Uno piensa que la gente feliz debe estar en algún lado.
Pues bien, si no se quitan eso de la cabeza,
es que no han entendido nada del psicoanálisis”.
LACAN


Supongo que el tema de la desdicha era más que obvio si del Malestar en la Cultura se trata, Sigmund Freud en ese escrito que hoy nos convoca a trabajar, advirtió que estamos hechos de tal forma, que todo en nuestra naturaleza nos invita al sufrimiento. De hecho iniciando el trabajo afirma: “La vida, como nos es impuesta, resulta gravosa: nos trae hartos dolores, desengaños, tareas insolubles. Para soportarla, no podemos prescindir de calmantes.

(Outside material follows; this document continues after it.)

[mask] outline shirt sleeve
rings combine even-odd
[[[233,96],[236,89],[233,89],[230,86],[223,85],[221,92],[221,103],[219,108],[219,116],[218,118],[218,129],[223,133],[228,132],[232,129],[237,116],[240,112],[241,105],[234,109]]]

“ 1 Imagino que por eso estamos aquí. Para distraernos de nuestras propias adversidades, o como mejor diría Freud citando a Voltaire, intentando cultivar nuestros propios jardines.


Y aunque Freud insiste en la idea de que no hay en la creación las disposiciones necesarias para que el hombre sea dichoso, después nos muestra como los seres humanos podemos aspirar a una cierta cuota de felicidad si somos capaces de renunciar o cuando menos atemperar nuestros anhelos. Supongo que por eso somos tan dados a decir:
“Poquito porque es bendito” o “De lo bueno poco”.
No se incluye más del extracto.